It’s the Middle of the Night

Photo: © Stephane Cocke. All rights reserved.

The dog knows better
which way in the darkness to go
& pulls your sleepless son toward the edges
where the soft ivy grows.

Meanwhile your mother’s wandering
just a few miles away, looking for her purse,
her coat, her most comfortable shoes.

The need to leave affects you all.

You ask yourself, if I let go, what then?

Your son is missing, and
your mother’s already gone. 

In the still-dark hours
the great horned owl probes.
The cotton sheet’s too chilly, the coverlet’s
too warm. You lie awake with one leg out,
alert to the shifting, how it records itself
by light. You keep

your eyelids closed.

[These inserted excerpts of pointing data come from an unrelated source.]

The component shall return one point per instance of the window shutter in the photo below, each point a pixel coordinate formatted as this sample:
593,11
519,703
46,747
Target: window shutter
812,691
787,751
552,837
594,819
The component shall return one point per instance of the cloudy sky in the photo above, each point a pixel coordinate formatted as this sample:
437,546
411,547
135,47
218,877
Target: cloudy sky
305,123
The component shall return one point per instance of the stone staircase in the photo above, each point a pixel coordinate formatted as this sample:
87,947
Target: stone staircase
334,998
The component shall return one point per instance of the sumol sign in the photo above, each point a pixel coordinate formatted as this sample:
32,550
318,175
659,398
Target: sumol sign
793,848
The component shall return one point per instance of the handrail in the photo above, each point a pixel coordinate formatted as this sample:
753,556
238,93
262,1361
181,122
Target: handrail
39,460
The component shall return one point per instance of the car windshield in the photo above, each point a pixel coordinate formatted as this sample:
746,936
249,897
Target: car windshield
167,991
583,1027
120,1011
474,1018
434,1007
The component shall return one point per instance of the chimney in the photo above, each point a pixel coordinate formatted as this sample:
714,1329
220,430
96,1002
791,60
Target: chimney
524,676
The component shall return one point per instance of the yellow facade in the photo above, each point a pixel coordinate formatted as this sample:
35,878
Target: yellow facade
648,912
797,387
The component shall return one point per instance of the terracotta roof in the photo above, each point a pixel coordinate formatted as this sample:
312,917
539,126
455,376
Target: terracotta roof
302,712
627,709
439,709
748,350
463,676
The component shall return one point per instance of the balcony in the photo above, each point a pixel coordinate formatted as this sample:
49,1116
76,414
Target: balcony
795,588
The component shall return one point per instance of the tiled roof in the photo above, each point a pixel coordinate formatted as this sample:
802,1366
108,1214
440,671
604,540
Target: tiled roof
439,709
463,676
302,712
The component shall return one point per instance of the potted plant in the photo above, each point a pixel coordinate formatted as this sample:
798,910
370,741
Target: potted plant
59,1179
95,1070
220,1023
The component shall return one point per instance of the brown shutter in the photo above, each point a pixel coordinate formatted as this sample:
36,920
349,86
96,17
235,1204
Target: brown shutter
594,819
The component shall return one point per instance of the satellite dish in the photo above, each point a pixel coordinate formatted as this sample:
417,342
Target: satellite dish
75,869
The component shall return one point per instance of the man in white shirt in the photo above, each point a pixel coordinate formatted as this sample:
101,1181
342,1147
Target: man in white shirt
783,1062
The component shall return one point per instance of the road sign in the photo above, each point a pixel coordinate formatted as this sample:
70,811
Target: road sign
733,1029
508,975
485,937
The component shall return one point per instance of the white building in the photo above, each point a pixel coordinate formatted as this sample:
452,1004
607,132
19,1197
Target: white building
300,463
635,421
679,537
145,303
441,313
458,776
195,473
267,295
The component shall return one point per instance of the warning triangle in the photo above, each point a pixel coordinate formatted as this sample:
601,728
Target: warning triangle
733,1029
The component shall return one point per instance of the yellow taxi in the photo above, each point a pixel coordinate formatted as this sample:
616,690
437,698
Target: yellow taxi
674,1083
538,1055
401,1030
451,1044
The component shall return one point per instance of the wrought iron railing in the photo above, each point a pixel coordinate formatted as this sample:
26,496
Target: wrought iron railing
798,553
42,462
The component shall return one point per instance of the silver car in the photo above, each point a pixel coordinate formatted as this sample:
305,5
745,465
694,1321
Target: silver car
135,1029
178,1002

Though still you see
the cedar tree’s shadow, the dog
at the foot of your bed curled tight.

Christine Jones is a poet from Cape Cod, MA. She is founder/editor-in-chief of Poems2go and an associate editor of Lily Poetry Review. Her poems have appeared in numerous print and online journals She is the author of the full-length poetry book, Girl Without a Shirt (Finishing Line Press, 2020) and co editor of the recently released anthology, Voices Amidst the Virus: Poets Respond to the Pandemic (Lily Poetry Review Books, 2020).